Digrigno i denti quando Alex, questo è il suo nome, caccia l'ennesimo grido e lo sento implorare di lasciarlo stare per un po'.

18 anni cazzo...un ragazzino. E deve sopportare più di chiunque altro alla sua età.

È la vita che ci siamo scelti è vero, ma quanto può sopportare una sola persona? Io ne ho le palle piene di vederli soffrire eppure sono di nuovo qui. Ho lasciato la pace di Coronado e del mare, e anche la tranquillità del mio appartamento. Ma soprattutto ho lasciato mio cugino, e la ragazza migliore che abbia mai avuto modo di conoscere.

Ogni sera, prima di addormentarmi, penso a cosa succederà quando la rivedrò...se la rivedrò.

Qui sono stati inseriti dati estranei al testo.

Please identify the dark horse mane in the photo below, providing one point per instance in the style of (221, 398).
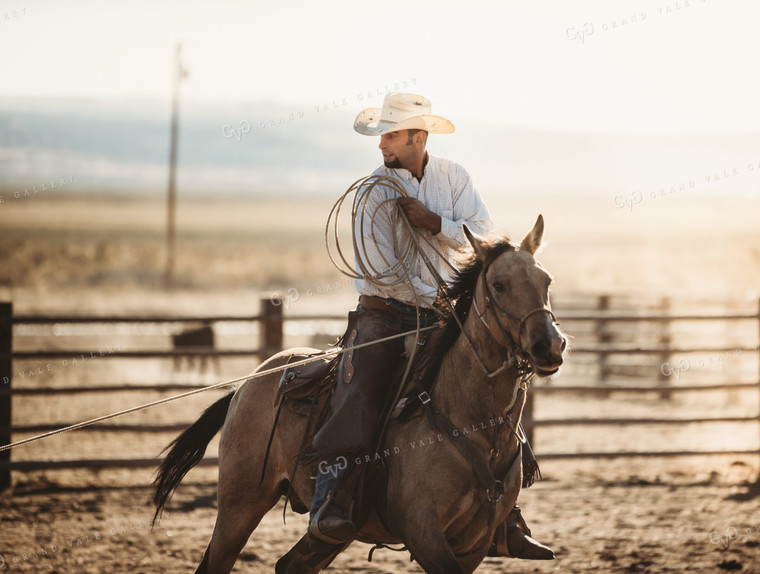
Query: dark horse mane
(462, 290)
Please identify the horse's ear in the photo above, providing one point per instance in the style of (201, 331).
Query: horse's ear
(532, 241)
(475, 241)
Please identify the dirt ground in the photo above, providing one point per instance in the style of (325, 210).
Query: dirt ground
(670, 522)
(610, 516)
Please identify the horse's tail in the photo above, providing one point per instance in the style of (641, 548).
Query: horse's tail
(187, 450)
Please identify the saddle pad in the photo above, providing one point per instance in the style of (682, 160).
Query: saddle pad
(298, 382)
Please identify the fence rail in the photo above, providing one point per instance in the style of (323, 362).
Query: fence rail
(271, 321)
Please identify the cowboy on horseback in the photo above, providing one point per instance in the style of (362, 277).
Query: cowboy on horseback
(439, 199)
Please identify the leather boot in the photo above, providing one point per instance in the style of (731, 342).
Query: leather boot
(512, 539)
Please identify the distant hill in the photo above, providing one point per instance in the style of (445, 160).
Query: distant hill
(265, 147)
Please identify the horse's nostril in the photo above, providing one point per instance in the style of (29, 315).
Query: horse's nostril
(539, 349)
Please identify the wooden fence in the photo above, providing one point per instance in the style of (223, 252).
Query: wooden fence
(601, 347)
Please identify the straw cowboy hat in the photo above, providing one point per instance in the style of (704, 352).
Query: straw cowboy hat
(401, 111)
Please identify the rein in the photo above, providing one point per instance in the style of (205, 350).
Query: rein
(515, 354)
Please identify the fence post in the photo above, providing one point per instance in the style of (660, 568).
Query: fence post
(665, 345)
(604, 337)
(270, 332)
(6, 347)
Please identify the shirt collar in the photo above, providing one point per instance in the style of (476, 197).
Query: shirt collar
(406, 175)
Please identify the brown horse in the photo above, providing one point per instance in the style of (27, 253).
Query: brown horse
(451, 476)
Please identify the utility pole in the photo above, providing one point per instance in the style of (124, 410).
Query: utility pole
(179, 73)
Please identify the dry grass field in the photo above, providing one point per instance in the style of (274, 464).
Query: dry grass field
(98, 255)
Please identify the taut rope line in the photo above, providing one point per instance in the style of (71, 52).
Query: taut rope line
(254, 375)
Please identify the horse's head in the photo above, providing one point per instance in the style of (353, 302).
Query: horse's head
(512, 300)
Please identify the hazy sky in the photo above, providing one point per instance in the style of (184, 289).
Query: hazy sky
(652, 66)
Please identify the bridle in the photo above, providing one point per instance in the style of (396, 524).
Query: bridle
(516, 355)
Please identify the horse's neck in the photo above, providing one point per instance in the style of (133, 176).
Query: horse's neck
(464, 392)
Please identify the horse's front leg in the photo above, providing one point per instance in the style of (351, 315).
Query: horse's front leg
(426, 541)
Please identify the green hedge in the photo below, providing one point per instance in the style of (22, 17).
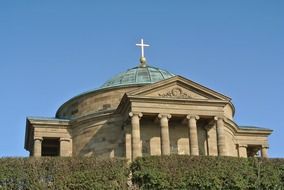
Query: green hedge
(184, 172)
(156, 172)
(63, 173)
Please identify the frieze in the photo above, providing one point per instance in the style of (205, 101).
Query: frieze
(175, 93)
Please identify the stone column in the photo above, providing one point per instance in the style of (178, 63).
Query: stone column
(193, 136)
(221, 139)
(65, 147)
(264, 152)
(165, 136)
(37, 146)
(128, 147)
(243, 151)
(135, 134)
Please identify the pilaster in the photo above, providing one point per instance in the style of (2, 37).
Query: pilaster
(221, 139)
(243, 151)
(37, 146)
(135, 134)
(165, 136)
(193, 136)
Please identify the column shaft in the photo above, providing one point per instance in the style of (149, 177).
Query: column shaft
(221, 140)
(193, 136)
(264, 152)
(136, 144)
(37, 147)
(65, 147)
(165, 136)
(243, 151)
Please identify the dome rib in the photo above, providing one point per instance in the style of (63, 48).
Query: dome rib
(138, 75)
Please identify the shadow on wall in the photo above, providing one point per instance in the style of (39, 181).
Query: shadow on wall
(104, 140)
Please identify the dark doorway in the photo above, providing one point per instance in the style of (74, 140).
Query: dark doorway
(50, 147)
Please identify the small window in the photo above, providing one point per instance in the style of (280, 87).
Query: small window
(50, 147)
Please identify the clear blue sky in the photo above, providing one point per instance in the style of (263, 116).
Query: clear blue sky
(53, 50)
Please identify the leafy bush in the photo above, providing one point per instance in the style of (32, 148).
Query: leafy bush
(155, 172)
(184, 172)
(63, 173)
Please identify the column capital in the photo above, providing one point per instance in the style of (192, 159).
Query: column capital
(216, 118)
(162, 115)
(38, 139)
(139, 114)
(64, 139)
(192, 116)
(243, 145)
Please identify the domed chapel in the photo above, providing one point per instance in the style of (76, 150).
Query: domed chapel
(145, 111)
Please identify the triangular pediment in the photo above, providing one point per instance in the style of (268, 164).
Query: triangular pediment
(178, 88)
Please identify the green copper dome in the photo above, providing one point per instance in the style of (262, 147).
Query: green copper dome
(138, 75)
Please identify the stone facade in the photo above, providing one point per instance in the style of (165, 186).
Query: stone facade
(171, 116)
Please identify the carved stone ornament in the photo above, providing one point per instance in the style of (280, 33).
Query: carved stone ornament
(175, 93)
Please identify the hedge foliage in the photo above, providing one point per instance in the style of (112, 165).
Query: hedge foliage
(156, 172)
(184, 172)
(63, 173)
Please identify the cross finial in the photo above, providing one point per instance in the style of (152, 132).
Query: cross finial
(142, 45)
(142, 59)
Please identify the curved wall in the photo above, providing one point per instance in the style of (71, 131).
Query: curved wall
(95, 101)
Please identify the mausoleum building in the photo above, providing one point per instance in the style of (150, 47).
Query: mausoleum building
(145, 111)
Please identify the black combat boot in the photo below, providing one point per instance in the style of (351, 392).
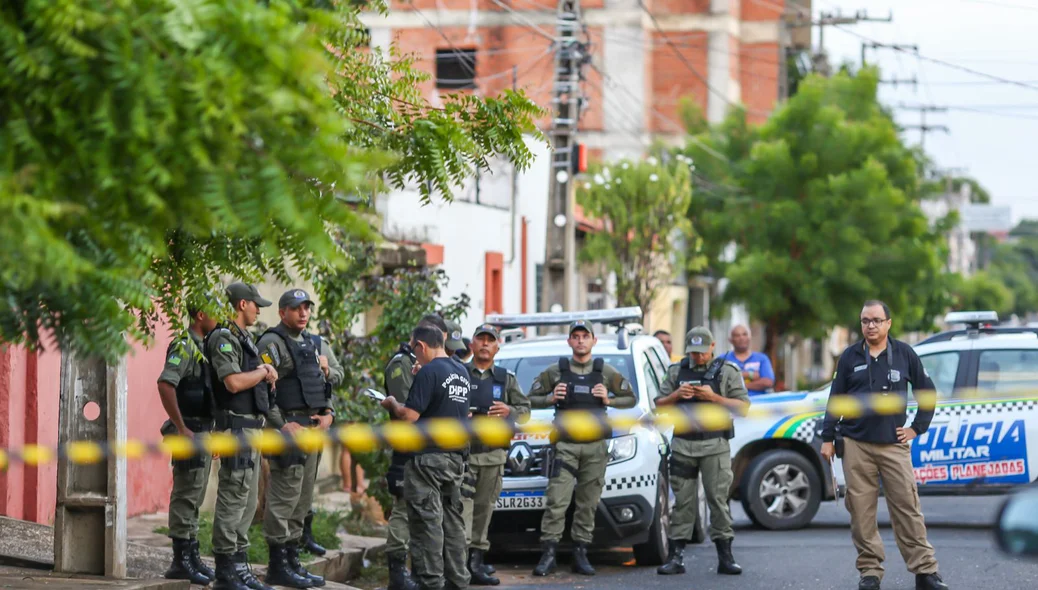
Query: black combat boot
(726, 563)
(198, 563)
(547, 563)
(182, 568)
(580, 564)
(293, 553)
(929, 582)
(675, 559)
(869, 583)
(279, 572)
(226, 573)
(400, 579)
(480, 575)
(307, 543)
(245, 572)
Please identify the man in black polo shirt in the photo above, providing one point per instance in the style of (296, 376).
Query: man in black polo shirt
(877, 447)
(433, 478)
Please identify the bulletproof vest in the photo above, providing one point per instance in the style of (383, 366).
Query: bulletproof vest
(304, 387)
(194, 394)
(578, 387)
(487, 390)
(708, 376)
(255, 400)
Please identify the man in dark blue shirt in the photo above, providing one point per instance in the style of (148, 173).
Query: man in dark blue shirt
(877, 447)
(433, 477)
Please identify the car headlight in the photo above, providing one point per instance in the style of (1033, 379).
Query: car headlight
(622, 448)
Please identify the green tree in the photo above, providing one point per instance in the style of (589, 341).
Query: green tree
(640, 205)
(821, 206)
(153, 148)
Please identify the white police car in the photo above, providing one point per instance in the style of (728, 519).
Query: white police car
(983, 437)
(634, 508)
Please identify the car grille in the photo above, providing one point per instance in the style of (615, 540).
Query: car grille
(526, 461)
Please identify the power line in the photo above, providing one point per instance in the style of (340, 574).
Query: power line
(947, 63)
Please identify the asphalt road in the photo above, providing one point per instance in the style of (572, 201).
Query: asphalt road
(819, 557)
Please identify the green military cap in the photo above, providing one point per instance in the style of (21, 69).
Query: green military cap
(487, 329)
(581, 325)
(698, 340)
(244, 292)
(455, 342)
(294, 298)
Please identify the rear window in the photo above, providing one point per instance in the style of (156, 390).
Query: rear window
(526, 370)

È il mio pensiero costante, il suo sorriso è quello che mi aiuta a stringere i denti e continuare. So che mi odia, so che l'ho ferita in modo irrimediabile e permanente, ma era necessario. Per quanto possa sembrare incomprensibile all'esterno, io non potrò mai essere ciò di cui lei hai bisogno. Lei vuole stabilità, vuole serenità, vuole amare ed essere amata in modo incondizionato e vuole giustamente essere al primo posto. Ma io non posso metterla al primo posto, perché quello è occupato da Jackson e lo sarà sempre. Lui è la ragione per cui sono qui. Jackson ha sempre amato quello che faceva e non avrebbe mai rinunciato. E io per quanto abbia tentato di essere diverso, di vivere la vita in modo diverso vedendola attraverso gli occhi nocciola della ragazza che ho amato...non ci sono riuscito. Ho fallito...Non potrò mai starmene chiuso in un ufficio tra scartoffie e qualche addestramento come hanno fatto i miei amici. Mi serve rimanere legato al mio migliore amico attraverso quel filo sottile ed invisibile che c'è ancora nonostante lui non sia più qui a condividere questo schifo con me. Stare qui mi fa sentire più vivo che mai, perché tutto mi parla di Jackson...ed infondo, questo è il posto in cui mi ha lasciato. Qui è dove tutto è finito. L'Afghanistan, per quanto contorto e raccapricciante possa apparire ad occhio esterno, è diventata la mia casa, perché è dove riesco a percepire il mio migliore amico. Lo scorgo nei colori del tramonto, nelle serate gelate e ventose, nel sussurro prodotto dalla sabbia che si muove, nel canto degli uccelli e dal suono ritmico dello scoppiettare della fiamma del fuoco che accendiamo la sera. Lui è in ognuna di queste cose e per me l'unico modo di sopravvivere alla sua assenza è colmandola con tutto ciò.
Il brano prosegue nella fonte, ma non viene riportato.